Throughout Scripture, God is shaping a holy people that will be a light and blessing to all nations and the world. We see this as a theme in Genesis, throughout Israel’s history and taken up by Jesus in the first half of his Sermon on the Mount (Matthew 5-7). The people of God have always lived among the people of the world. To remove the people of God is to remove the light, which Jesus discourages in Matthew 5:14-16.

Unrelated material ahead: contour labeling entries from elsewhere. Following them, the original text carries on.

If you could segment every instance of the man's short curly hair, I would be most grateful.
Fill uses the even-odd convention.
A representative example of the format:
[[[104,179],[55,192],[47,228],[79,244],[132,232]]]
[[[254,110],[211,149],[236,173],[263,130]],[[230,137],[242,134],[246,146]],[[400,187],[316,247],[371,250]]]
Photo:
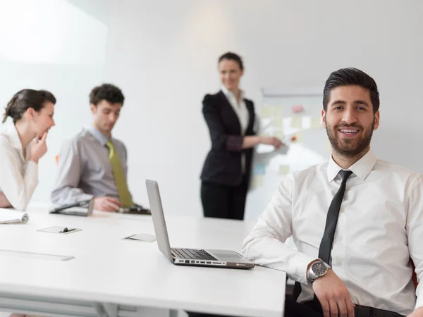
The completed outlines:
[[[90,94],[90,103],[97,106],[102,100],[110,104],[122,104],[125,97],[122,91],[111,84],[103,84],[94,87]]]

In John 17, Jesus prays to the Father in verse 15: “… not that you take them out of the world but that you protect them from the evil one.” I speculate that Jesus may be taking a jab at the Essenes, a sect of Jews that voluntarily removed themselves from the rest of society because of their devotion to asceticism or maybe the Gnostics, an unorthodox group of early psuedo-Christians who separated the material and spiritual world. Jesus prays that His disciples are involved with the affairs of the world, not taken away from them, but during their interaction, they are protected from the evil one. The Rapture runs against this line of thinking - the removal of God’s people from the world has the Father taking us out of the world.
The function of the Church is not to be a bombshelter awaiting the end of all things, but a lighthouse for the dark world until the Son returns.